Op 17 maart 2021 heeft verzoekster zich tot de voorzieningenrechter gewend met het verzoek om een voorlopige voorziening ten aanzien van de gijzeling van persoonlijke eigendommen.
Bij brief van 26 maart 2021 heeft verzoekster ook beroep ingesteld tegen genoemd besluit van 9 maart 2021. Dit beroep is bekend onder zaaknummer SGR 21/2551.

Overwegingen

1. Ingevolge artikel 8:81, eerste lid, van de Algemene wet bestuursrecht (Awb) kan, indien tegen een besluit bij de rechtbank beroep is ingesteld, dan wel, voorafgaand aan een mogelijk beroep bij de rechtbank, bezwaar is gemaakt of administratief beroep is ingesteld, de voorzieningenrechter van de rechtbank die bevoegd is of kan worden in de hoofdzaak, op verzoek een voorlopige voorziening treffen indien onverwijlde spoed, gelet op de betrokken belangen, dat vereist.
Artikel 8:83, derde lid, van de Awb bepaalt dat de voorzieningenrechter uitspraak kan doen zonder dat partijen worden uitgenodigd om op een zitting te verschijnen, indien hij kennelijk onbevoegd is of het verzoek kennelijk niet-ontvankelijk, kennelijk ongegrond of kennelijk gegrond is.
De voorzieningenrechter ziet aanleiding om van deze bevoegdheid gebruik te maken.
2 Schoonmaakbedrijf [bedrijf] heeft de woning van verzoeksters dochter opgeruimd.

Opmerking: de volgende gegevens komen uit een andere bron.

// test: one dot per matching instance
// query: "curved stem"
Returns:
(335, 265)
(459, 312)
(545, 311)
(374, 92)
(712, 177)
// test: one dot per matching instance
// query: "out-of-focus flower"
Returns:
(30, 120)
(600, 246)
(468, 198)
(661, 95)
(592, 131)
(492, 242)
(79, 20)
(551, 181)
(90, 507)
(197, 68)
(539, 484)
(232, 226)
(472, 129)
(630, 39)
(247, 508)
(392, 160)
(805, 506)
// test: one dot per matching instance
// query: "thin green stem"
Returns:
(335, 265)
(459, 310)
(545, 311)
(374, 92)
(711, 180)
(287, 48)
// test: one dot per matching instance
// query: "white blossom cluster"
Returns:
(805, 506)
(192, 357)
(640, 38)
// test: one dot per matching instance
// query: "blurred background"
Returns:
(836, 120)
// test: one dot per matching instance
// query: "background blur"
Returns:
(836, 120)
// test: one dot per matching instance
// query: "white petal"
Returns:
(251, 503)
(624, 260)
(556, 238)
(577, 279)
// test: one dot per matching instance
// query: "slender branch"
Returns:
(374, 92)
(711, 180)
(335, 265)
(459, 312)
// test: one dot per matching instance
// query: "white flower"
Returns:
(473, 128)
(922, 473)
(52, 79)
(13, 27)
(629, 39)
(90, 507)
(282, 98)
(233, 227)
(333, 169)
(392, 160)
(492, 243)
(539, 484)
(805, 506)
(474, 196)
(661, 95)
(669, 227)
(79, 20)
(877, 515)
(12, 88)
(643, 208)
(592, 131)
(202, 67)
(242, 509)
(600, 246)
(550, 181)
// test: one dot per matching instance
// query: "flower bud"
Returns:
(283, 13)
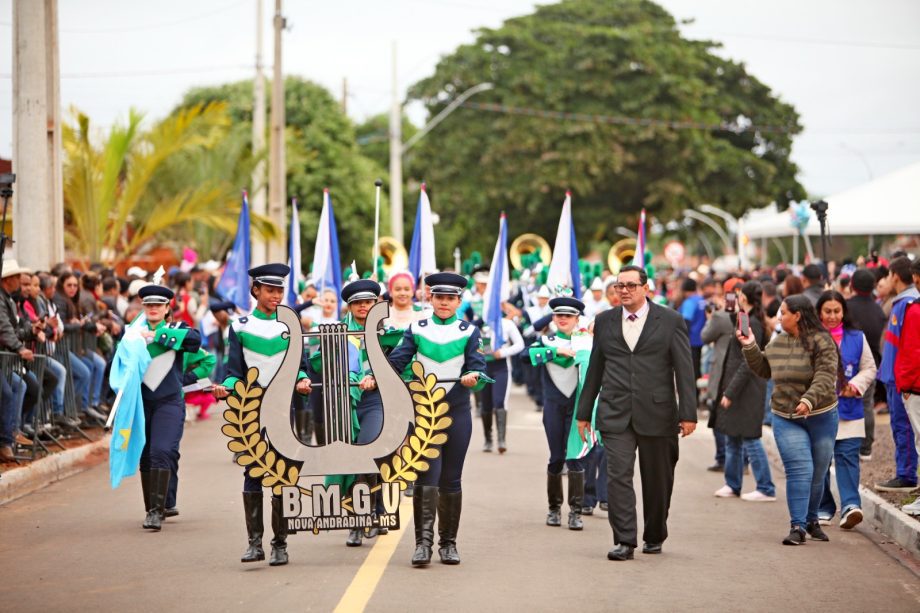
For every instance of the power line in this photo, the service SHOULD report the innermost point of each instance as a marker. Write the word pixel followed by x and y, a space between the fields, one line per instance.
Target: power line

Daarbij zijn goederen van verzoekster aangetroffen, deze zijn opgeslagen in het magazijn van het schoonmaakbedrijf. Aan verzoekster is door het schoonmaakbedrijf bij brief van 26 januari 2021 aangegeven dat verzoekster te allen tijde haar goederen kan komen ophalen. Na 26 maart 2021 zullen de goederen worden vernietigd. Bij brief van
23 maart 2021 heeft het schoonmaakbedrijf laten weten dat de opslagtermijn eenmalig verlengd is tot 26 april 2021.
3 Naar het oordeel van de voorzieningenrechter is onvoldoende duidelijk of sprake is van een bestuursrechtelijk besluit dan wel daarmee gelijk te stellen feitelijk handelen (last onder bestuursdwang) dat ten grondslag ligt aan de opslag van verzoeksters goederen. Weliswaar heeft verweerder een besluit op het bezwaar van verzoekster genomen waartegen beroep mogelijk is en waaraan dit verzoek om voorlopige voorziening gekoppeld is, maar dit neemt niet weg dat verweerder zich daarin terecht op het standpunt heeft gesteld dat door verzoekster onvoldoende concreet is aangegeven waartegen zij opkomt. Hierdoor voldoet het bezwaarschrift niet aan al de in artikel 6:5 van de Awb gestelde vereisten. Nu het bestreden besluit op goede gronden is genomen, bestaat reeds hierom geen aanleiding een voorlopige voorziening te treffen.
4. Ten overvloede overweegt de voorzieningenrechter dat niet gebleken is van spoedeisend belang bij een te treffen voorlopige voorziening aangezien verzoekster toegang heeft tot de opgeslagen goederen en verweerder zelfs aangeboden heeft deze bij haar thuis te laten bezorgen.
5. Het verzoek om voorlopige voorziening wordt afgewezen.

Beslissing

De voorzieningenrechter van de rechtbank wijst het verzoek af.
Deze uitspraak is gedaan door mr. D. Biever, rechter, in aanwezigheid van mr. A. Badermann, griffier. De beslissing is in het openbaar uitgesproken op 23 april 2021.
griffier voorzieningenrechter
Afschrift verzonden aan partijen op:

Rechtsmiddel

Tegen deze uitspraak kan geen hoger beroep worden ingesteld.